Carl Frampton claimed victory by unanimous points over Nonito Donaire and earned a version of the WBO featherweight title.
Carl Frampton remains on track for a world title fight at Windsor Park this summer after outpointing the dangerous Nonito Donaire at Belfast’s SSE Arena.
The Northern Irishman is eyeing another shot at a featherweight crown, with WBO titlist Oscar Valdez on his radar as well as the winner of next month’s fight between IBF beltholder Lee Selby and Josh Warrington.
And Frampton pushed his cause with a commanding display against former four-weight world champion Donaire, who gave his opponent a couple of scares but largely came off second best.
All three judges scored the contest 117-111 – or nine rounds to three – as Frampton earned the interim WBO featherweight title.
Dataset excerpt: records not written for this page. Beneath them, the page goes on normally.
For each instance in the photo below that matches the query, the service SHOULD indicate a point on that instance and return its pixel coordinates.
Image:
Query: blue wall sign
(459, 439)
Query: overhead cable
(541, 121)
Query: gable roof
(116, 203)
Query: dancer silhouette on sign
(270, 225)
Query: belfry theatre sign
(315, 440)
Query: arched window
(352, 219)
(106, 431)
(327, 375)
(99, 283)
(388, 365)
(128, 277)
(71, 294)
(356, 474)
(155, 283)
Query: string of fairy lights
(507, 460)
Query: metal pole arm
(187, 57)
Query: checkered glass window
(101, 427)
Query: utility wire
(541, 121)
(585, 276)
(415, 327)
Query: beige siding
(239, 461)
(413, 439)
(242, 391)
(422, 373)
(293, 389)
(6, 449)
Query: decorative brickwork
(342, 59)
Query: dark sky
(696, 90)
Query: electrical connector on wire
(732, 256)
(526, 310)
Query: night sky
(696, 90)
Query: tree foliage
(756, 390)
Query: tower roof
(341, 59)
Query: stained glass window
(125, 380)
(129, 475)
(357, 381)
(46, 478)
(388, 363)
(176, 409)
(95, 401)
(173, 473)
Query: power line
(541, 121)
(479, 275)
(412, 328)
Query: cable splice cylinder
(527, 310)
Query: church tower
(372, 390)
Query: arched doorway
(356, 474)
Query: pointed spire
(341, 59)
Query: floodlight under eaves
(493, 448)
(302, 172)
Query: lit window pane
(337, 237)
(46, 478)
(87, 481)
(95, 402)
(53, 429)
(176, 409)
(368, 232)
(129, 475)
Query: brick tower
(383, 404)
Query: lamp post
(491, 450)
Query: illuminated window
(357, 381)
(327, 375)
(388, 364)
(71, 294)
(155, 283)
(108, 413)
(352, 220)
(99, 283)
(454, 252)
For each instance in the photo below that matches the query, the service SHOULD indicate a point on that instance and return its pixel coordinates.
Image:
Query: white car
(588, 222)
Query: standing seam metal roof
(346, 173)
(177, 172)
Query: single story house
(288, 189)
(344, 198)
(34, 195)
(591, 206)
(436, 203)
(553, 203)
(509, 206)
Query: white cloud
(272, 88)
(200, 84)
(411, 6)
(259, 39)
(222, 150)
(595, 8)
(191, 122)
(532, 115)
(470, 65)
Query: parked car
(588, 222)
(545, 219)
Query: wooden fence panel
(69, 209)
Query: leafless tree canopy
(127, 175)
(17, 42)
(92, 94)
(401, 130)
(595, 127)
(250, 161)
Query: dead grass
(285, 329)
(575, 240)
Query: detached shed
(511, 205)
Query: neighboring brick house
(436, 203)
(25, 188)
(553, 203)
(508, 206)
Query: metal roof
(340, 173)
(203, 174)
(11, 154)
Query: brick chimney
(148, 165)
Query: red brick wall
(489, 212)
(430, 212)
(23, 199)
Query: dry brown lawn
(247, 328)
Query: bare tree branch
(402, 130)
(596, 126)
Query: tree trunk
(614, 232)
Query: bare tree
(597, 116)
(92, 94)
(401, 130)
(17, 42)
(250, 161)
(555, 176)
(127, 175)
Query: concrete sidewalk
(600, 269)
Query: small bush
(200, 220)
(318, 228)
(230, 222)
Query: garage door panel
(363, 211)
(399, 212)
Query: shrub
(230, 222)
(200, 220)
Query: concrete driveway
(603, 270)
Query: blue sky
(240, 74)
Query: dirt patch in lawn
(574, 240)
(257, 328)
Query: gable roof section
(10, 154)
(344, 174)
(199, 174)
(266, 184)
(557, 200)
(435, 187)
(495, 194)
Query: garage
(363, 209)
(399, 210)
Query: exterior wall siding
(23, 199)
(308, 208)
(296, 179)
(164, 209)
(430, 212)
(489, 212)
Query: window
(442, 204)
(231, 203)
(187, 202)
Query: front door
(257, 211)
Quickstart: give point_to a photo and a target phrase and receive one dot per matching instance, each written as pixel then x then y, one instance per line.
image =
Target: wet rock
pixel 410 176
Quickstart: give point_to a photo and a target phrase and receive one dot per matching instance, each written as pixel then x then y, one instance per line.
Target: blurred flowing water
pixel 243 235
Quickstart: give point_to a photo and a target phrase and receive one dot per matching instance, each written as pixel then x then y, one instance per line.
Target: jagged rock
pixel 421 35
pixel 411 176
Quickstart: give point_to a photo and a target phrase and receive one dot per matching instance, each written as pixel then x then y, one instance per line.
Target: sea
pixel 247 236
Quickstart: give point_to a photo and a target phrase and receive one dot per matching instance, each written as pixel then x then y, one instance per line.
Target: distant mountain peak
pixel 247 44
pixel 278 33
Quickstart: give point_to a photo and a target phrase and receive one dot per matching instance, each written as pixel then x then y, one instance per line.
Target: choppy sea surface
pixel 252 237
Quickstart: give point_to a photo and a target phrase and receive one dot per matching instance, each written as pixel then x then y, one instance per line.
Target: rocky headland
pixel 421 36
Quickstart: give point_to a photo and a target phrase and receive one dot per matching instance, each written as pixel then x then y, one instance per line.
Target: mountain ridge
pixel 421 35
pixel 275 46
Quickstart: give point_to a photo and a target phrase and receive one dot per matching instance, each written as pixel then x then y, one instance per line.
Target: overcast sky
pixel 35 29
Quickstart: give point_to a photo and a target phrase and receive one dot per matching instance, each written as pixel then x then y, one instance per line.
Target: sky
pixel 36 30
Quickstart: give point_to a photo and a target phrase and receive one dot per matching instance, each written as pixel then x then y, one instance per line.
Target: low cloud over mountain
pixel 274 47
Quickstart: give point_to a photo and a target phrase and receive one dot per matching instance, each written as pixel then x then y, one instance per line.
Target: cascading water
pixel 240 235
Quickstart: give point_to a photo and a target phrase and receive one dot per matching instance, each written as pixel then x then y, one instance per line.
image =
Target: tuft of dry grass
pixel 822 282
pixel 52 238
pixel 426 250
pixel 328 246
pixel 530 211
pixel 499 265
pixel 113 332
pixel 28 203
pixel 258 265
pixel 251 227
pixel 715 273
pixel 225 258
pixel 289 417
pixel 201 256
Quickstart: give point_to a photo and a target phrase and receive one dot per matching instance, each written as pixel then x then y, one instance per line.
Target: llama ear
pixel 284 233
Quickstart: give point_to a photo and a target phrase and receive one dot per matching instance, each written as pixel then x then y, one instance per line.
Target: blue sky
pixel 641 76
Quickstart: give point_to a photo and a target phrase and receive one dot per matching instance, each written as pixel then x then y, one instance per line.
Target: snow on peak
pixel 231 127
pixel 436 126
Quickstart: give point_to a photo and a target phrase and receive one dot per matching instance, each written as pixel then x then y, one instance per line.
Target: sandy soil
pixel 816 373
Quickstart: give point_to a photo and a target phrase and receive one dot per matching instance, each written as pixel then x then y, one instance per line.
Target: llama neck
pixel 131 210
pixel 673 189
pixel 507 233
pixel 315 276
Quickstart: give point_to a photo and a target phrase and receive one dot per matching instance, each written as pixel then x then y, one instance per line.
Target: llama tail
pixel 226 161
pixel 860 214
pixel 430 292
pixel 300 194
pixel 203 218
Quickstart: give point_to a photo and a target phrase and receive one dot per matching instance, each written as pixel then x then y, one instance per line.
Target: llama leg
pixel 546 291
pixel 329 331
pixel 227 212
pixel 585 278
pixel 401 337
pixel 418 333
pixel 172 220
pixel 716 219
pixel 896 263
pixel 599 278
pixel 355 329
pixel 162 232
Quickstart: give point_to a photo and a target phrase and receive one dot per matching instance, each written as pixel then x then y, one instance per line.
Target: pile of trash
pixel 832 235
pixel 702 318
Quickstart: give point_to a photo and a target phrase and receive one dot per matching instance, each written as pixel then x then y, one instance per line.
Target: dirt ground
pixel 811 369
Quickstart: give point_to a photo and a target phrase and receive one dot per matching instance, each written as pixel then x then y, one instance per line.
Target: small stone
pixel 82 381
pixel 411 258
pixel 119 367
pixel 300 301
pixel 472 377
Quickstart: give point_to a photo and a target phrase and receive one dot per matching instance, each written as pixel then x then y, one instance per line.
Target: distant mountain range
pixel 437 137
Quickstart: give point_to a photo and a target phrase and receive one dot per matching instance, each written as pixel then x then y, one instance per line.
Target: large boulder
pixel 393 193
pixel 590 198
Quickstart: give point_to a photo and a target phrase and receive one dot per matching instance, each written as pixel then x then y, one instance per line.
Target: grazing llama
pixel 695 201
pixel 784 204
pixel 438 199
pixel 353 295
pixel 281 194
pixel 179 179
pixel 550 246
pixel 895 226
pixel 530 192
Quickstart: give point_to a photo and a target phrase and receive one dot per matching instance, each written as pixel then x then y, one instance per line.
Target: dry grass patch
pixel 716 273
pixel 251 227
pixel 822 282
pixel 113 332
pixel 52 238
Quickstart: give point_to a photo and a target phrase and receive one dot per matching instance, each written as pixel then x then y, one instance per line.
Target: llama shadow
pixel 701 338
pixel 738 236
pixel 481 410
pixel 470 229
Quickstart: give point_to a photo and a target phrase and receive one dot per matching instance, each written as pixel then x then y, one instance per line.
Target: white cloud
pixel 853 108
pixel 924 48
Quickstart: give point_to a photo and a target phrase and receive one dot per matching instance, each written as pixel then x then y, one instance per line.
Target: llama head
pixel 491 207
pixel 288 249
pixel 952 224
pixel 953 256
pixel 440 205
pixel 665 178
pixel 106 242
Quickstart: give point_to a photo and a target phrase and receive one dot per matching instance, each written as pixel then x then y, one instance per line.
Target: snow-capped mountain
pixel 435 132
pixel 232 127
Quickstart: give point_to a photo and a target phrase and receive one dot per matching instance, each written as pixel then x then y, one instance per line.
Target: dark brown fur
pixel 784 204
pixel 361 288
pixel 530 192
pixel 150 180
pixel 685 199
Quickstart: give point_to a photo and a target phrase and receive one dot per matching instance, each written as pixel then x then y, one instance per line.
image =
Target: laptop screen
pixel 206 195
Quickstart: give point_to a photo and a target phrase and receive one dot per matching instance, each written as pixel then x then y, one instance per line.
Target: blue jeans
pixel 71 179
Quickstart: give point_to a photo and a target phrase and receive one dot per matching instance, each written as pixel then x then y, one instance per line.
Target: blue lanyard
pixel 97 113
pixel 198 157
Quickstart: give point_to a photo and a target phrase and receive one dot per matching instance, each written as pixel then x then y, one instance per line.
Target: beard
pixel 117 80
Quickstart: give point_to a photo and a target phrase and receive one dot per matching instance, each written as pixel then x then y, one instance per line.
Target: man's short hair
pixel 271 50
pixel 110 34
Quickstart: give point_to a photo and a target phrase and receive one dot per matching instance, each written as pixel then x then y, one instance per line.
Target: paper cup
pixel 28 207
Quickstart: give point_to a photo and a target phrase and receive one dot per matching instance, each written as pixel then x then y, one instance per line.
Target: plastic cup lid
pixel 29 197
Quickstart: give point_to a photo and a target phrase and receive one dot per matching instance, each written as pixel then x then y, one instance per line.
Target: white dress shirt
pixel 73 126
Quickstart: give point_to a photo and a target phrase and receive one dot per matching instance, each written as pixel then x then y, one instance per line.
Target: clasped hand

Frampton, who improved his professional record to 25 wins from 26 fights, told BT Sport: “The only thing on my mind at the minute is Windsor Park and I can’t wait to get there.
“Everyone knows how excited I am, I can’t wait for it. There’s not a man on this planet at featherweight that’s going to beat me at Windsor Park.”
Promoter Frank Warren confirmed an outdoor event at Northern Ireland’s national football stadium is next for Frampton.
He added: “We’re going to be in Windsor Park in August and obviously all the bits will fall into place regarding who the opponent will be over the next month or so.”
Golfer Rory McIlroy was ringside as Frampton looked to bounce back from an underwhelming display against Horacio Garcia last November, his first bout with trainer Jamie Moore in his corner.
And the 31-year-old, who has won world titles at super-bantamweight and featherweight, proved that display was little more than a blip against an opponent who slumped to his fifth defeat in the paid ranks.
Donaire has been an elite performer in the lower weights for much of the last decade and the 35-year-old started well with a couple of decent body blows in an otherwise unremarkable opening round.
Frampton upped the tempo in the second with a ferocious flurry igniting the contest, and a straight right left Donaire with swelling under his left eye that worsened throughout the fight.
More eye-catching blows came from the home favourite in the third, with a couple of sharp rights finding their way through Donaire’s high defensive guard.
The fighters traded more punishing blows in the fourth when Frampton forced his foe on to the ropes, but once again it was the Northern Irishman’s punches that appeared to be more telling.
Donaire brought his vaunted left uppercut into play in the fifth although Frampton ended the round strongly before using his movement to good effect to beat his foe to the punch in the sixth.
Frampton was momentarily buzzed by an uppercut after forcing Donaire to the ropes in the seventh but responded valiantly as he traded fierce blows with his older foe.
It seemed that would be his only moment of danger as Donaire started to slow, with Frampton increasing his lead on the scorecards in the eighth, ninth and 10th.
But Donaire responded to being pushed on the floor in the 11th with some wild hooks that stunned Frampton, who was forced to retreat.
The success was fleeting for Donaire as Frampton closed the show in style although he admitted afterwards: “I didn’t have to get involved in a fight there. Nonito Donaire is a dangerous m**********r.
“He was a sharp puncher throughout. In the 11th round I was definitely hurt, I’m not going to deny it, but I survived it and that’s what champions do, they survive.”